The institutional expert consensus on the raising of children by homosexual couples is that

there is no evidence that lesbians and gay men are unfit to be parents or that psychosocial development among children of gay men or lesbians is compromised in any respect. . . . Not a single study has found children of gay or lesbian parents to be disadvantaged in any significant respect relative to children of heterosexual parents.

Charlotte J. Patterson, “Lesbian and Gay Parenting,” American Psychological Association Public Interest Directorate (1995): 8.

The Family Research Council has put together an informative summary of materials on what lies behind that consensus — junk social science, ideology, and willful blindness in a matter involving the well-being of large numbers of children.

Why do such things happen? And why do they happen so predictably? It’s not as if anyone would expect the American Psychological Association to come out differently, any more than anyone would expect an organization of law school deans to come out against affirmative action or unlimited abortion. It’s tempting to blame specific factors — pressure from homosexual activists or whatnot. But such things don’t explain the pervasiveness of institutional expert opinion that favors the causes of the social Left without an evident intellectual basis for doing so.

Much of the problem, it seems to me, is the nature of expertise as an institution. Experts think experts should run things, because they’re the ones who really understand what’s going on. Experts run things through formal public institutions like schools, family counselling centers and courts and not through informal moral institutions like families and traditional standards of behavior. It follows that experts will concern themselves with the former — that’s where they think the issues of practical concern are — to the near exclusion of the latter. If public policy can’t control something there’s no reason to bother with it. So, to pick a notorious example, experts will routinely do studies of family violence that ignore the distinction between husbands and live-in boyfriends.

From the expert problem-solving point of view, that makes some sense. Traditional standards and structures are obstructions to the application of expertise. So from an expert’s standpoint, the best thing to do with them is get rid of them so the real issues can be formulated and dealt with rationally.
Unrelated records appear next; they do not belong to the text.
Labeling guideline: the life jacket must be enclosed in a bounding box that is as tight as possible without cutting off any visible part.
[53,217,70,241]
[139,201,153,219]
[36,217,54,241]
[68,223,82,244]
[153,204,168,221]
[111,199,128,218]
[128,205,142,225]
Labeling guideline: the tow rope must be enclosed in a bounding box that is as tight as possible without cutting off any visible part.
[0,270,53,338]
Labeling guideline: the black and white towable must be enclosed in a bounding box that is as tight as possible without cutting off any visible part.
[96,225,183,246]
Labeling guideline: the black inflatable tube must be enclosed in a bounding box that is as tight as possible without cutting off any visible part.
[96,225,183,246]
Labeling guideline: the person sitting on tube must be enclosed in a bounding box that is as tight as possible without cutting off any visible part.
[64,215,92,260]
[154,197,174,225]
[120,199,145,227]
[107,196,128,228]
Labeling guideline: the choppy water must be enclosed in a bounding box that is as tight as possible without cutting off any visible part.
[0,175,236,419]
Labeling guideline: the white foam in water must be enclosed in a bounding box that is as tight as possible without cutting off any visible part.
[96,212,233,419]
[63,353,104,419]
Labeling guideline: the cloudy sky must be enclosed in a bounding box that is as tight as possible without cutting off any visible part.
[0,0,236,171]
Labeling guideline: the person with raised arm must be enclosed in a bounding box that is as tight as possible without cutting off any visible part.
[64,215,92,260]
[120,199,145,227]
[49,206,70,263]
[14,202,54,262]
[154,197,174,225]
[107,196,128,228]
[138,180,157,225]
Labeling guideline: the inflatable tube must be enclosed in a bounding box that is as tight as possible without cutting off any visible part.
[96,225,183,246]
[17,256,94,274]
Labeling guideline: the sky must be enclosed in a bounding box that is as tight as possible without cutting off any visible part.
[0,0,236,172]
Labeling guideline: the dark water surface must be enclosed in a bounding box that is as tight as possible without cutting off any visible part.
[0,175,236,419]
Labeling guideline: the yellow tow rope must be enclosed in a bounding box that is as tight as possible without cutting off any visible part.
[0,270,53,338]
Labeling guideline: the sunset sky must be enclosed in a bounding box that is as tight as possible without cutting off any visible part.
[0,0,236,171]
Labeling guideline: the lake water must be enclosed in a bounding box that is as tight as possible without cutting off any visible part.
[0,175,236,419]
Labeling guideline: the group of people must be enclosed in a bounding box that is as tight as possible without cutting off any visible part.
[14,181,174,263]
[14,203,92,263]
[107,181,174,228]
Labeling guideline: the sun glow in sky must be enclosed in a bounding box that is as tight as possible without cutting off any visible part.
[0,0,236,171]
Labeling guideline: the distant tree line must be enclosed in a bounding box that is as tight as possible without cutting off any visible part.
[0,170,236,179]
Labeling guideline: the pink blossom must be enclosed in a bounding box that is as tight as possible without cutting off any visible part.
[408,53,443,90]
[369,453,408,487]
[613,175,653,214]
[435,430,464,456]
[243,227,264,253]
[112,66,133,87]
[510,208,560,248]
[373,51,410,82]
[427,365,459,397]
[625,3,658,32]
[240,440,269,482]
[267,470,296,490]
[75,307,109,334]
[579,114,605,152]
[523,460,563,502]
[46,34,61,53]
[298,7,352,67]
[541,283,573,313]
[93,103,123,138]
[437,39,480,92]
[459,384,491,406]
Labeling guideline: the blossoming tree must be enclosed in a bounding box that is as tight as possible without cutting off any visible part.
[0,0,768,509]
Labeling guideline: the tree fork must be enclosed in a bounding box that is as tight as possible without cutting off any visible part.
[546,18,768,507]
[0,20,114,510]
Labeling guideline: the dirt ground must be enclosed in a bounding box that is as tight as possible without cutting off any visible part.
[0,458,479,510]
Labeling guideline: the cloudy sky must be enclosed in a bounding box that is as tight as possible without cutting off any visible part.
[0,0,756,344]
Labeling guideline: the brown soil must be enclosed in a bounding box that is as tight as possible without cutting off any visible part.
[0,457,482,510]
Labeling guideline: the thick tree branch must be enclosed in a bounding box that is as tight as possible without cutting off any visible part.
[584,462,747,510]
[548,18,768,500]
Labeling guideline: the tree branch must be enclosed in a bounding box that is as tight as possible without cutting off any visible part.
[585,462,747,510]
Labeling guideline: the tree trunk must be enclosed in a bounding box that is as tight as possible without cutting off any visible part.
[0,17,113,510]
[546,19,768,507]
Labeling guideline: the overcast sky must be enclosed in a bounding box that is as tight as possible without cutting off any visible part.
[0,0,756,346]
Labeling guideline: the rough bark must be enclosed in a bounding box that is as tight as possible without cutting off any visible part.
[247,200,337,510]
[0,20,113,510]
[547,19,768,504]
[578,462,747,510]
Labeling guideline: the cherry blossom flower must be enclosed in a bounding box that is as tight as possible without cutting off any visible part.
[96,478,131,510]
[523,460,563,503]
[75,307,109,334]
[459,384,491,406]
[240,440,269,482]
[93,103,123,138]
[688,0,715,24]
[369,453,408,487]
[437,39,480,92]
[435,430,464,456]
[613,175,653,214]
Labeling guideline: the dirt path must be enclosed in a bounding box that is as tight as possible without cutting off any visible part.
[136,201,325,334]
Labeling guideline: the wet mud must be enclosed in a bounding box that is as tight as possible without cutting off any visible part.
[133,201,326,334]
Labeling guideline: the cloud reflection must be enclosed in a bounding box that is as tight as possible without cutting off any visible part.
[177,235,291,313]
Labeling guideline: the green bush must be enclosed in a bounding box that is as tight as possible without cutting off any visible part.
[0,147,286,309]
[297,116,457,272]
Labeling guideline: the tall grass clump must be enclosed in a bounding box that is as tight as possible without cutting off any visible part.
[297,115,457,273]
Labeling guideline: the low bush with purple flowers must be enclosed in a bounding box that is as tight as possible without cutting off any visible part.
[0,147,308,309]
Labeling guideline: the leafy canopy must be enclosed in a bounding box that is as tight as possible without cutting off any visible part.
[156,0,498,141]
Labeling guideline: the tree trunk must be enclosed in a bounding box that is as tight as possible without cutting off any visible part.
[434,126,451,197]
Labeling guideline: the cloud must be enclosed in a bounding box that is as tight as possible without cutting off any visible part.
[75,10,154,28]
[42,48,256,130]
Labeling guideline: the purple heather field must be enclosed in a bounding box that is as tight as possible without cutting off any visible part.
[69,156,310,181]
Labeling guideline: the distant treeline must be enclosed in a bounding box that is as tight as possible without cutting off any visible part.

Since that’s so, why be surprised that the institutional positions of experts are what they are?

1 thought on “Expertise and family life”

  1. The other thing is the

    The other thing is the logical fallacy (I forget what Latin or Greek name this fallacy bears) which assumes that the only reliable knowledge of something consists of the results of sociological “studies” that have been done in regard to it. That would be like saying the only thing reliably known about someone’s grandmother is the reading glasses which a particular photo shows her wearing.

    Surrounding any given sociological “study” of a particular topic — such as parenthood and its effects on children — lies an ocean of knowledge and understanding which is as reliable as, nay more reliable than, the results of some sociological study. To leftists, a sociological “study” — which might shed light on, say, a tenth of a percent of a subject’s characteristics, and even that clumsily and incompletely — is all that we know about that subject. Common-sense tried-and-true knowledge of it which has in addition been tested over thousands of years and handed down from generation to generation throughout the culture, is excluded as “not derived from a study done by some college sociology department.” Then they actually call on government to make policy based on their puny, hopelessly incomplete socioligical studies!